Quelle que soit sa couleur, son homogénéité et le charisme de sa figure de proue, la prochaine équipe gouvernementale sera très vite attendue au tournant par l’électorat sur une batterie de dossiers prioritaires, sur lesquels son expertise et sa volonté seront en un rien de temps jaugées :
– la réponse (forte, décisive) à apporter toute affaire cessante à la menace terroriste, d’inspiration domestique ou extérieure ;
– la reprise du « dialogue composite » avec le Pakistan, au point mort depuis les attentats de Mumbai de novembre 2008 ;
– la préservation de l’activité économique nationale face au ralentissement mondial ;
– le sempiternel dossier (volatile s’il en est en Inde) du Cachemire ;
– enfin, la place de l’Inde dans le monde et plus particulièrement, le juste équilibre à trouver entre insertion en douceur dans la globalisation, rapports plus étroits avec les Etats-Unis d’Amérique et l’indépendance – chère aux citoyens indiens – de la politique étrangère nationale.
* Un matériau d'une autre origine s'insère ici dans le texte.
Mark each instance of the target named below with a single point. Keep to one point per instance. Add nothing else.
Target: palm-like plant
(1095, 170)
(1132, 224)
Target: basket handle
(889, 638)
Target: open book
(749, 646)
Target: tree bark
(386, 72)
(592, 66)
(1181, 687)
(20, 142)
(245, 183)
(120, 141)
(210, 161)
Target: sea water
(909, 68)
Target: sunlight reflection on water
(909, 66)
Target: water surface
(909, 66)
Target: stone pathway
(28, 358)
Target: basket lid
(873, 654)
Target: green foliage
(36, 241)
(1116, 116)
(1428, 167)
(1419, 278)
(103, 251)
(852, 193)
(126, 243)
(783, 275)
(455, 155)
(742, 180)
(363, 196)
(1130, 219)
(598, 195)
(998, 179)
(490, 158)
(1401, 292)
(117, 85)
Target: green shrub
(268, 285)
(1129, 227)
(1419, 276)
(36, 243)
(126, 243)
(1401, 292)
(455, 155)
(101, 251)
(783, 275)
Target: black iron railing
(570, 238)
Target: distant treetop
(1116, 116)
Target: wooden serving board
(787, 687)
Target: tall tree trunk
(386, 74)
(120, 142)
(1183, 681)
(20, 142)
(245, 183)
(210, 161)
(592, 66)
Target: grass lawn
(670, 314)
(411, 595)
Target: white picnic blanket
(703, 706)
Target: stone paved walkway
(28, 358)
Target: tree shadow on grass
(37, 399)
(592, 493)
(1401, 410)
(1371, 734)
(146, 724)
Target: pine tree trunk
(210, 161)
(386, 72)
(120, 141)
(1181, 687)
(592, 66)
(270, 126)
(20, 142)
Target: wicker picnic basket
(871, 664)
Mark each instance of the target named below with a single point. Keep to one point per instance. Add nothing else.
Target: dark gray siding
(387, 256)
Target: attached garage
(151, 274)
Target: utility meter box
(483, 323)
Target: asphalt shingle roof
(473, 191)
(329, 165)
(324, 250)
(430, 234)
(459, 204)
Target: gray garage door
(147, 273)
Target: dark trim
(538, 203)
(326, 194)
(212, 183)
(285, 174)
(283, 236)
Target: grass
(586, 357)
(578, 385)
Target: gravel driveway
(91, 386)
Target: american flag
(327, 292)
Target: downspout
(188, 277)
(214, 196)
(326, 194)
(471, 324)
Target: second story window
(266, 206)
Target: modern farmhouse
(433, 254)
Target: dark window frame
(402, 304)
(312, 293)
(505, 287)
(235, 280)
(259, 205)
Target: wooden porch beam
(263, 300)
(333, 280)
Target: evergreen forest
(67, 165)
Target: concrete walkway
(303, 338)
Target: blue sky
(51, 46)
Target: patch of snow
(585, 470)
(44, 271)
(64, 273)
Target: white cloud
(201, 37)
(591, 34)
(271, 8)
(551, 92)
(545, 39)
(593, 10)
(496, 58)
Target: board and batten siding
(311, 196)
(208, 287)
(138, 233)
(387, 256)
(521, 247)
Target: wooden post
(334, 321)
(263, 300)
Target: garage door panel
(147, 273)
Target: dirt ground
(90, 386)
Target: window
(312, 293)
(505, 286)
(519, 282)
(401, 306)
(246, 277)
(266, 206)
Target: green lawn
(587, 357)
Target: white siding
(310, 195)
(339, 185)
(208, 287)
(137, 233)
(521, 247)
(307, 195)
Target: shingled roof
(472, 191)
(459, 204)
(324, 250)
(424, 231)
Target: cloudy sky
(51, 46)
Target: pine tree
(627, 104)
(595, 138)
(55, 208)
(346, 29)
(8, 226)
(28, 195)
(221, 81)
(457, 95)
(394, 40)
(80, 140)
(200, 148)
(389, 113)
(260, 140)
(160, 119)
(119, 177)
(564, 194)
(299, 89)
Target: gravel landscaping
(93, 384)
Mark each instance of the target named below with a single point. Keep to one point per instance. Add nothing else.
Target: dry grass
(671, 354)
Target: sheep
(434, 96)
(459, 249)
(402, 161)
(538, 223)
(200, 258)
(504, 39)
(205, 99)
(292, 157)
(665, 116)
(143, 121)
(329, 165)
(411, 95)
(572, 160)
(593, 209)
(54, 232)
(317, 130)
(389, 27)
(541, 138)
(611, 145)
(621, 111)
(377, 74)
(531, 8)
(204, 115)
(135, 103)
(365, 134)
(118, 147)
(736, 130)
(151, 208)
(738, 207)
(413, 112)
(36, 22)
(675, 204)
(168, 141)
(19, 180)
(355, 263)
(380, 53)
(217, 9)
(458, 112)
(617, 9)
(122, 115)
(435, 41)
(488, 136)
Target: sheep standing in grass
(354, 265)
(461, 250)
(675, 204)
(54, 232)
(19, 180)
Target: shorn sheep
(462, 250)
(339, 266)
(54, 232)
Une « feuille de route » qui, qu’elle échoie in fine dans les mains de l’opposition (BJP et consorts) ou demeure l’apanage d’un gouvernement polarisé autour du Congrès, s’avèrera certes non rédhibitoire en tant que telle, mais tout de même d’une belle densité et d’une évidente complexité.



(1)On déplora ces deux dernières semaines divers incidents, tels ces attaques de la guérilla maoïste dans les Etats du Jharkhand, de l’Orissa, du Chhattisgarh et du Bihar.
(2)A l’instar des inhabituelles volées de mots doux échangées entre le leader du BJP, L.K. Advani et le 1er ministre Manmohan Singh, généralement, l’un comme l’autre, plus mesuré dans leurs remarques et critiques.
(3) Croissance du PIB + 9,3% en 2007, + 7,3% en 2008 ; projections entre 5 et 5,5% pour 2009.
(4) cf. attentats / prises d’otages des 26-28 novembre 2008, le « 11 septembre indien » (170 victimes).